Weill Cornell Medical College, New York, New York


Psychotherapies for Panic Disorder: A Tale of Two Sites was an exciting, landmark study that my colleagues (Dianne L. Chambless, PhD; Jacques P. Barber, PhD; and others) and I conducted, and several of its important points deserve highlighting. It’s an important achievement that this rigorously conducted study demonstrated that a time-limited, panic-focused psychodynamic psychotherapy (PFPP) had efficacy for patients who had panic disorder with and without agoraphobia. While smaller studies have shown the efficacy of PFPP, this is the first larger-scale, multisite study to do so. The evidence-based psychotherapy most often provided for anxiety disorders these days is cognitive-behavioral therapy (CBT). CBT is a powerful, effective treatment for panic disorder, and it performed well in this study, too. Nonetheless, this approach doesn’t benefit all patients, so having a variety of types of psychotherapy with different strategies and focuses is important to help patients in need.

Unfortunately, in our study, outcome analyses revealed site-by-treatment interactions. No investigators would wish to find site-by-treatment differences in outcome in a randomized controlled trial, and we are no exception. Patients in PFPP improved more at Cornell than those at University of Pennsylvania, whereas patients receiving applied relaxation training fared better at Penn than at Cornell. While the populations differed from one another in a number of crucial ways, these differences did not fully explain the site-by-treatment differences we observed.
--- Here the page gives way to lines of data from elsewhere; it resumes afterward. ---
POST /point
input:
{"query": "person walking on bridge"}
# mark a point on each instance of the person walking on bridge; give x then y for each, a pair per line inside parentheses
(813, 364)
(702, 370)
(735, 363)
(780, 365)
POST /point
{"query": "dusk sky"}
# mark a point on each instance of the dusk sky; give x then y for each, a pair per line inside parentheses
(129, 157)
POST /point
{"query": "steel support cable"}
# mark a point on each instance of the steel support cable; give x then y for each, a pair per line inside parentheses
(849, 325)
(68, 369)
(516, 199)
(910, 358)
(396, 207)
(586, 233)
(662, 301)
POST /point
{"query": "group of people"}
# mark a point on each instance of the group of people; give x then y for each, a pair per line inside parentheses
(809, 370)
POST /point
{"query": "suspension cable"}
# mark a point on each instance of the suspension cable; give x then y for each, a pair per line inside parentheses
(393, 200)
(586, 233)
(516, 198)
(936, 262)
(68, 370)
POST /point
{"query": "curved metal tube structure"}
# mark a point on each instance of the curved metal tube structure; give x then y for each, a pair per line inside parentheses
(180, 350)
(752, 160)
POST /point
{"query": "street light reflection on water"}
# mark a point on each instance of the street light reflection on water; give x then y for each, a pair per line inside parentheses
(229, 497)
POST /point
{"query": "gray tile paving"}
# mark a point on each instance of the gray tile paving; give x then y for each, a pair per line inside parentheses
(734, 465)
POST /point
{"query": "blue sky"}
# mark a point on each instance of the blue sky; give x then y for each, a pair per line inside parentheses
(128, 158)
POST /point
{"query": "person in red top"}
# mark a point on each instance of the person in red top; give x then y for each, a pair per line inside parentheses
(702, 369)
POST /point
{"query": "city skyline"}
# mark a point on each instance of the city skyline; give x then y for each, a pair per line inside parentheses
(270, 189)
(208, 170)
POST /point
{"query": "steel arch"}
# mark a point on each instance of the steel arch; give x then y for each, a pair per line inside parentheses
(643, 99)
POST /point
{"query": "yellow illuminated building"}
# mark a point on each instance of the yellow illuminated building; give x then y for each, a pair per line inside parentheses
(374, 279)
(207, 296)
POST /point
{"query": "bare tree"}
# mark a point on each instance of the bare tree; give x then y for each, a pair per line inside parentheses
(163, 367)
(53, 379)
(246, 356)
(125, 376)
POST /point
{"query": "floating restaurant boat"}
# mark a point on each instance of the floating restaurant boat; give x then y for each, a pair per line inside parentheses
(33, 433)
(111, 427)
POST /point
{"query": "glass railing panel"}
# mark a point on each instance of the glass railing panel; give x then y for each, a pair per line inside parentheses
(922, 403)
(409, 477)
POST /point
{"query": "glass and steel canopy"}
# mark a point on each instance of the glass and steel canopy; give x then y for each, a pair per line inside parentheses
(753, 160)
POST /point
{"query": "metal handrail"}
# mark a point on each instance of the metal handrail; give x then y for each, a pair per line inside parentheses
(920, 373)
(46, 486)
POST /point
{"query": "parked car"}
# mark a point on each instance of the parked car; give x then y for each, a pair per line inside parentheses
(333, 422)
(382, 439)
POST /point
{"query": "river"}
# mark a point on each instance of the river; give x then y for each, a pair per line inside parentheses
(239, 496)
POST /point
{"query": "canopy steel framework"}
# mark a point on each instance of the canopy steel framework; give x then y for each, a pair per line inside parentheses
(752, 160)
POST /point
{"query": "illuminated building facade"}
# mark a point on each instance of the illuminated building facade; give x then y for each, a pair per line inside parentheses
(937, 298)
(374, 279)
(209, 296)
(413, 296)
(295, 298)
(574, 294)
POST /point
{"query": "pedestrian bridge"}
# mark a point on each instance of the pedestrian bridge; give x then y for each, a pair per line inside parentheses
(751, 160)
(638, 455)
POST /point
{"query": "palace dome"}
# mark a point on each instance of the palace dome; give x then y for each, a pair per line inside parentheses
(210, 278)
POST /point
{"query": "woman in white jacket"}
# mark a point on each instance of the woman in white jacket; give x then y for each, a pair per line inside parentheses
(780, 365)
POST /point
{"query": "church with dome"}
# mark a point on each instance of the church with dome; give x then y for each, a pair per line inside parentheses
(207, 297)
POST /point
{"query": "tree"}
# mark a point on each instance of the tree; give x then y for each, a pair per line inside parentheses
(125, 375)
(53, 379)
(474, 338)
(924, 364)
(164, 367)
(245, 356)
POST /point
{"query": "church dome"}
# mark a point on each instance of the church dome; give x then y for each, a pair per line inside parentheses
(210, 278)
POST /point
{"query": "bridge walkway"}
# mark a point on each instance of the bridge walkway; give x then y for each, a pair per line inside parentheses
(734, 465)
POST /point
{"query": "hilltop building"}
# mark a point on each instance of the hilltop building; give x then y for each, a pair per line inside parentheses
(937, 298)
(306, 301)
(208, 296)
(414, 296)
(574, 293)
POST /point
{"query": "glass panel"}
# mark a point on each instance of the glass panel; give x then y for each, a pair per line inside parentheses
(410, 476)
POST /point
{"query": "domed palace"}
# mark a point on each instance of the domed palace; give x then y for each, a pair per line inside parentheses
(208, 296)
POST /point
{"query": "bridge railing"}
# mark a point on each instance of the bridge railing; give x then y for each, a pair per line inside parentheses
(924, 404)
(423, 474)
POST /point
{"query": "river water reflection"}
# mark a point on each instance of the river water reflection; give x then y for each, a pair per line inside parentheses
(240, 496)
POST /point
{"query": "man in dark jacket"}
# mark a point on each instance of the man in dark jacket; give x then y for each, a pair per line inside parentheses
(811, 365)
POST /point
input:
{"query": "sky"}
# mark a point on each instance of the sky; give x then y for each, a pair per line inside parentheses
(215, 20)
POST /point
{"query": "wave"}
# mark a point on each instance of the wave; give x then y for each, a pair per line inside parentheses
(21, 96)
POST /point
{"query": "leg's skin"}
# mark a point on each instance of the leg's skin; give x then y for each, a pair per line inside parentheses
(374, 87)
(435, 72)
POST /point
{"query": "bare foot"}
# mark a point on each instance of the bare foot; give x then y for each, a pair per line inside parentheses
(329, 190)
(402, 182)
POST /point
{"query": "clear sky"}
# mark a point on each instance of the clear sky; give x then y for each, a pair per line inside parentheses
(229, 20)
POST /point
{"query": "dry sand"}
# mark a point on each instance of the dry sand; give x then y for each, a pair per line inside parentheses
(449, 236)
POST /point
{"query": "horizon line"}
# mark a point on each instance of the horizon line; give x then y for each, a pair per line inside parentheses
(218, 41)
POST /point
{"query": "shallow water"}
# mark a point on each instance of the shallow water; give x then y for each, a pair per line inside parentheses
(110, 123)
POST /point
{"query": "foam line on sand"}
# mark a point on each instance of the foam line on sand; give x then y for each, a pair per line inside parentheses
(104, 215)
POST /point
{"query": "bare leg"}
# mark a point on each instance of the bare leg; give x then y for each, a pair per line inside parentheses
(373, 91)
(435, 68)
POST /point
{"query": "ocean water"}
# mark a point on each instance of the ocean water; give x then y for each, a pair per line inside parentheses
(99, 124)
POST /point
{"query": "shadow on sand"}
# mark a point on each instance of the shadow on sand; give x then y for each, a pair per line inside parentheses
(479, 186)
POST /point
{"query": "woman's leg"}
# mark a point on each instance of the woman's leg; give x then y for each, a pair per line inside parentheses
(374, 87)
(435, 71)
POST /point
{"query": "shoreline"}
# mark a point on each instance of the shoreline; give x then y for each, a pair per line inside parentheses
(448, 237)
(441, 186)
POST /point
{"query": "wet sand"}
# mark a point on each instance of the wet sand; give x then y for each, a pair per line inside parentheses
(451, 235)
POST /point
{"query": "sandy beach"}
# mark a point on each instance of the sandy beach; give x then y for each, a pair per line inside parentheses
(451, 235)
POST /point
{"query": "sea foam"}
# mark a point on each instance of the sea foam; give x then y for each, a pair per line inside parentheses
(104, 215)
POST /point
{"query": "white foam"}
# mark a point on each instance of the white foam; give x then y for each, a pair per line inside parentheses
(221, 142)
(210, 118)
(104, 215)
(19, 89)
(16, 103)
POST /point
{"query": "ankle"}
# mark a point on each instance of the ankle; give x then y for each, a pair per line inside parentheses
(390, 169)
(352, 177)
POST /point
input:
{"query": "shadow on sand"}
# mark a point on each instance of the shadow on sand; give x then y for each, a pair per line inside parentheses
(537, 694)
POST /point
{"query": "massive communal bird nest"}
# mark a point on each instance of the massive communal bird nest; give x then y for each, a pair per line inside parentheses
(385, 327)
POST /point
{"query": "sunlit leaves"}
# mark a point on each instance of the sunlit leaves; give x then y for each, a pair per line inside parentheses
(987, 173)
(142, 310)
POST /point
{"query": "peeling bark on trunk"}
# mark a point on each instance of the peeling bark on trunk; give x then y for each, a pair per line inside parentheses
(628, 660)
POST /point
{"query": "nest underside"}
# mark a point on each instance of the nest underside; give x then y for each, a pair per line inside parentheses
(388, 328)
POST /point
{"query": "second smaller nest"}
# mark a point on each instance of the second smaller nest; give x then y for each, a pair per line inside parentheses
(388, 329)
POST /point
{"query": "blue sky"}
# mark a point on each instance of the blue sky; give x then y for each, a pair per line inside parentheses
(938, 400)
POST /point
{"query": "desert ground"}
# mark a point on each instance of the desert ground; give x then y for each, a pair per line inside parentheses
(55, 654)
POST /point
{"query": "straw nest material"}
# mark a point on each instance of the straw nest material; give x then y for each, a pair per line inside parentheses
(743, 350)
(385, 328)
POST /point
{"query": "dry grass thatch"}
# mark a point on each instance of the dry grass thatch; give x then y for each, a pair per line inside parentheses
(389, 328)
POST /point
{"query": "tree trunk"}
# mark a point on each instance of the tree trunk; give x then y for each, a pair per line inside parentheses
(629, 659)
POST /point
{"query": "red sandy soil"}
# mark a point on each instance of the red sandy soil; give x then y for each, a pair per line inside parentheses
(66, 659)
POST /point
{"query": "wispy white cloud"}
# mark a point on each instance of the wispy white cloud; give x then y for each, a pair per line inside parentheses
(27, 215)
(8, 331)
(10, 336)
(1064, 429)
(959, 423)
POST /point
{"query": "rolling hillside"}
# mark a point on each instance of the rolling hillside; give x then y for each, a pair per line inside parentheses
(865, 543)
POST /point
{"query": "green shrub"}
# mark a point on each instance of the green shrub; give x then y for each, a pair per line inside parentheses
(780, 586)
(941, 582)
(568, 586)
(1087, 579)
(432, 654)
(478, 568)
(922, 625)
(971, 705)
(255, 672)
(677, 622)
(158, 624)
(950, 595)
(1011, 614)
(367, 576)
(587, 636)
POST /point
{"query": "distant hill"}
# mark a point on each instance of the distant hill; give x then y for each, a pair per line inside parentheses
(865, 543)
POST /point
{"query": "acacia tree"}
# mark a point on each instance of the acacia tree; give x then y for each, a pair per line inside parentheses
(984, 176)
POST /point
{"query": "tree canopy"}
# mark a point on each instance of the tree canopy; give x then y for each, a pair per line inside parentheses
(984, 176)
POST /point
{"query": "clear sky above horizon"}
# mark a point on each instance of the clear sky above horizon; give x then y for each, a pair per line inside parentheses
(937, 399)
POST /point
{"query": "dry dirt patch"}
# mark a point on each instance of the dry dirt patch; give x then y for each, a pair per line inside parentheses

Like all unexpected research findings, this unexplained difference has led the investigators to explore more carefully which specific elements of the psychotherapies yielded greater improvements among which specific patients. Without scooping my co-investigators in the analyses they are conducting, I can say that we are currently using this wonderful dataset to analyze the following questions:

  1. Did specific moderators (pre-existing characteristics that patients have, like their age, for example) affect outcome within and across psychotherapies?
  2. Can specific (a priori) mediators of change be pinpointed as leading to improvement?
  3. How did responders to the different psychotherapies fare at 12-month follow-up?
  4. What, if anything, differed about the manualized, mostly adherent psychodynamic therapy that the therapists delivered to the patients at the 2 sites? (This question is in some ways the one most interesting to me, as a dynamic therapist.)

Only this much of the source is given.